Tanel Kiik said, that he would be prepared to run for the role of party chair, provided he is not up against Jüri Ratas. "Of course, a party congress is definitely not a magic wand that solves all our problems, but at the moment it is clear that the party leadership cannot go ahead without one," said Tanel Kiik.

Kiik also acknowledged, that the power struggle within the party has been going on since the last party council meeting in April. "After the last council meeting, a large number of party members had hoped that the council's decision would now be respected and that the party would carry on until next year's annual congress without all the fussing and bickering," Kiik said.

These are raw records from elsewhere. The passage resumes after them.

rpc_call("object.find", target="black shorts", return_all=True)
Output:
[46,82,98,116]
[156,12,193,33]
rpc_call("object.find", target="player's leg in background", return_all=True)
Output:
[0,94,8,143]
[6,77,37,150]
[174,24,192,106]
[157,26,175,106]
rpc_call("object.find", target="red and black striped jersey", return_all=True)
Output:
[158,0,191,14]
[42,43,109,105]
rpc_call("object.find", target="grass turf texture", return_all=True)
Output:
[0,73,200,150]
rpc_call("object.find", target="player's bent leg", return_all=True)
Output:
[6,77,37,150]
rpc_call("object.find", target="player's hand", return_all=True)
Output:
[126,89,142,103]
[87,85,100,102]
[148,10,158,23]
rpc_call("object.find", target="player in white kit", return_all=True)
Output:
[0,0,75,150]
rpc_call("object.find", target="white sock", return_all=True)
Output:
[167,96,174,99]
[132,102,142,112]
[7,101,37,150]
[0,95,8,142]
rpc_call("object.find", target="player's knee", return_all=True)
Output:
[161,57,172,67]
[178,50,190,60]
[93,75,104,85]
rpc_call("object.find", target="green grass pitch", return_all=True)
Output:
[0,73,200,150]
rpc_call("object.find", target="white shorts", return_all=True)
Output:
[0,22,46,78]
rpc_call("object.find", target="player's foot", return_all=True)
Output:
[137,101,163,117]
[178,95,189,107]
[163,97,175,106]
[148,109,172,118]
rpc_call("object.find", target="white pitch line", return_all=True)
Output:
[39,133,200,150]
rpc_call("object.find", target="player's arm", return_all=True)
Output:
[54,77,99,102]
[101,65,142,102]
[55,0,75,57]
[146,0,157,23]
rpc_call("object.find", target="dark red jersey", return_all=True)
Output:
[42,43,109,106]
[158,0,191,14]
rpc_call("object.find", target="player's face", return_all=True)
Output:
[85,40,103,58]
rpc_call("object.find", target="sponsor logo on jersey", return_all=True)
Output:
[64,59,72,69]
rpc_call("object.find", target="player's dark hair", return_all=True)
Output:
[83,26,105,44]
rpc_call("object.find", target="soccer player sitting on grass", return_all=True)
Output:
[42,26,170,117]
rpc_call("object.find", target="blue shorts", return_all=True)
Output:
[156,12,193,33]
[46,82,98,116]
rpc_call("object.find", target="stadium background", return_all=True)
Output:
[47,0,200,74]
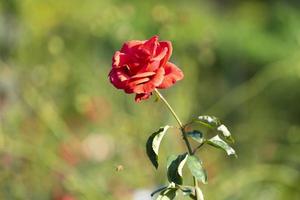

"Unfortunately [it's been going on for the last few months], and then the final straw was yesterday's decision by the party executive, which was not a vote on whether a particular donation was suitable for the party, but a show of force," said Kiik.

Kiik said that if he did not have to run against Jüri Ratas, he would be prepared to take on the responsibility of party chair. "I have served as a minister in two different governments, I have been vice-chair of the party, I have been one of the top two candidates in the elections for the party leadership, and I have also served in the Riigikogu and previously in the Tallinn City government. I have 15 years of political and party experience. I am undoubtedly ready to take on more responsibility if needed," said Kiik.

Mäggi: Center Party needs change

Public relations manager Janek Mäggi, who knows the inner workings of the Center party well, said it is time for a change. In his view, given Center's poor performance in the recent Riigikogu elections, and the fact that changes of personnel often help organizations to develop, that could be the best way forward.

Mihhail Kõlvart becoming the new leader of the party could have a positive effect, Mäggi said. Then again, Ratas continuing would not necessarily have a negative impact. "I think a change of leadership always seems a bit unexpected. We don't see anything tragic about this, the important thing is that the whole collective can achieve something together as a team," he said.

According to Mäggi, the party's executive making decisions based on ballots, rather than consensus is not sustainable going forward. "You still need a certain consensus and common goals, so if Jüri Ratas has not been able to agree that with the other side, it is a bad story," he said.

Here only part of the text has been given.